Quando il 4 novembre 1979, gli studenti iraniani assaltano l’Ambasciata Usa a Teheran, sei impiegati riescono a sfuggire alla prigionia trovando rifugio presso l’ambasciatore canadese. L’esfiltratore della CIA Tony Mendez si inventa un piano rocambolesco per farli uscire dall’Iran: farli passare per una troupe cinematografica canadese in visita alla Repubblica Islamica per dei sopralluoghi relativi a un film di fantascienza intitolato Argo.
Alla sua terza regia Ben Affleck ricostruisce perfettamente le atmosfere di un film anni ‘70 con un grande lavoro di montaggio alternato che sottolinea gli inseguimenti mozzafiato e la suspense al cardiopalma e un grande lavoro sugli attori, a partire da sè stesso che disegna un eroe suo malgrado, costruito tutto in sottrazione.
Affleck non si limita a realizzare un solido thriller politico, approfondisce con filmati d’epoca e bozzetti (che vogliono riprendere la tematica della produzione filmica ma che mi hanno ricordato anche la Satrapi di Persepolis) gli eventi che hanno portato alla Rivoluzione Khomeinista e ai 444 giorni di prigionia nell’Ambasciata americana fornendo una rilettura della storia contemporanea in prospettiva che non fa sconti agli States e al suo coinvolgimento nelle manovre politiche occidentali che hanno portato al potere Reza Pahlavi.

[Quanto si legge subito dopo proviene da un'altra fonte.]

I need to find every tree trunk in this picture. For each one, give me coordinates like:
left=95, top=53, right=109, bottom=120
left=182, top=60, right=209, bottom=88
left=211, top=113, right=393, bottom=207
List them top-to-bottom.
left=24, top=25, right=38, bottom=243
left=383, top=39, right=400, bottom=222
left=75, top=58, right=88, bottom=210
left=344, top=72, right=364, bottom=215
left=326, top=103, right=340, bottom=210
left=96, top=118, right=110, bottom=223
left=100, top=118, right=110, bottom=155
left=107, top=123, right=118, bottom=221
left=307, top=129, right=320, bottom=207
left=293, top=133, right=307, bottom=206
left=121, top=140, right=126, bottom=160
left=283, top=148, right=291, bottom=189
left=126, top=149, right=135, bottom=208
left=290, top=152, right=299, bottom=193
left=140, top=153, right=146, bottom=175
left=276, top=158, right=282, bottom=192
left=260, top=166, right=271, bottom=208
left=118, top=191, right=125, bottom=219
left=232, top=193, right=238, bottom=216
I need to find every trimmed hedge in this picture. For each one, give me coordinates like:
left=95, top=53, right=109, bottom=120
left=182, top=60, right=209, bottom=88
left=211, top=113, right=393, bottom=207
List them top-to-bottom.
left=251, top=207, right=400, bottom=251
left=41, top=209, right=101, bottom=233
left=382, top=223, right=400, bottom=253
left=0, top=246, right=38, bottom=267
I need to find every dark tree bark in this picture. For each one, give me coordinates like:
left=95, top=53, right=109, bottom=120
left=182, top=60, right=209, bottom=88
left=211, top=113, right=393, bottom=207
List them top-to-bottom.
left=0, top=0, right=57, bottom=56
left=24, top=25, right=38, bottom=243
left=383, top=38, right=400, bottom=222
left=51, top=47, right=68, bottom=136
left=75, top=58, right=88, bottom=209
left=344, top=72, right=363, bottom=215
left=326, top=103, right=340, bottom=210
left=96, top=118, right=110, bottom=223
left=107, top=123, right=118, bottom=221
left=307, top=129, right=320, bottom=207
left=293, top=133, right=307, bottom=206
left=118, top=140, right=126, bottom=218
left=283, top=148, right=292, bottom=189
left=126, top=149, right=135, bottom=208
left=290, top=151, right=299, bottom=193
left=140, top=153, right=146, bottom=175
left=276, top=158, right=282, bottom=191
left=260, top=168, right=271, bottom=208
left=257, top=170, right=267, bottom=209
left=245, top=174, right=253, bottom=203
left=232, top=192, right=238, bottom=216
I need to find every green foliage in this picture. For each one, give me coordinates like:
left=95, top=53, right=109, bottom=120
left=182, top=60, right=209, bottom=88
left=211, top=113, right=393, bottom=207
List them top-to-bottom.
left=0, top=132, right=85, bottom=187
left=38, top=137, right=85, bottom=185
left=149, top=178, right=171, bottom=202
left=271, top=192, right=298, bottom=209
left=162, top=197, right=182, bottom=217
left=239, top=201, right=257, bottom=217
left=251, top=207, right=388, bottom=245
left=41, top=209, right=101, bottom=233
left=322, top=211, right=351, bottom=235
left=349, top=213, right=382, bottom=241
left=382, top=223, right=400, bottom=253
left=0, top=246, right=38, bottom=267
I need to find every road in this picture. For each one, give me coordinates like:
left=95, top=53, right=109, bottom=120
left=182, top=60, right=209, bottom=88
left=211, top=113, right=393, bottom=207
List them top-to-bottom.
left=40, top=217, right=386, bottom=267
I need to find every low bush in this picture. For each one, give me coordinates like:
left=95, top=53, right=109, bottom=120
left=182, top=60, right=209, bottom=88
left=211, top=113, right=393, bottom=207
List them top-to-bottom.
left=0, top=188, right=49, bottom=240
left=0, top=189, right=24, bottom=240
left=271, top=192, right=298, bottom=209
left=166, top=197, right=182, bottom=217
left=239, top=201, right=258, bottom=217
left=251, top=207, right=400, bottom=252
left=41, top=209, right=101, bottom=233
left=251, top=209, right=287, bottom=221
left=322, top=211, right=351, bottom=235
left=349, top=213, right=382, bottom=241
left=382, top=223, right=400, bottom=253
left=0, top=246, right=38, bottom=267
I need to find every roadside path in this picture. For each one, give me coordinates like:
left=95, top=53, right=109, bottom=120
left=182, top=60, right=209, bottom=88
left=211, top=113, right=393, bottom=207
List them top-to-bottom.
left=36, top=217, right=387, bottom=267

La parte ambientata ad Hollywood è quella più divertente, racconta di un mondo cinico e guascone nel momento di peggior declino (la scritta Hollywood stracciata e cascante) ma che ha ancora la capacità di incantare (la trama del film raccontata alle guardie della rivoluzione) con un genere che in fondo ha permesso alla Mecca del cinema di risorgere grazie al successo planetario di Star Wars, epopea che ha costruito un mito di cui il regista, classe 1972, ha certamente vissuto tutto il fascino.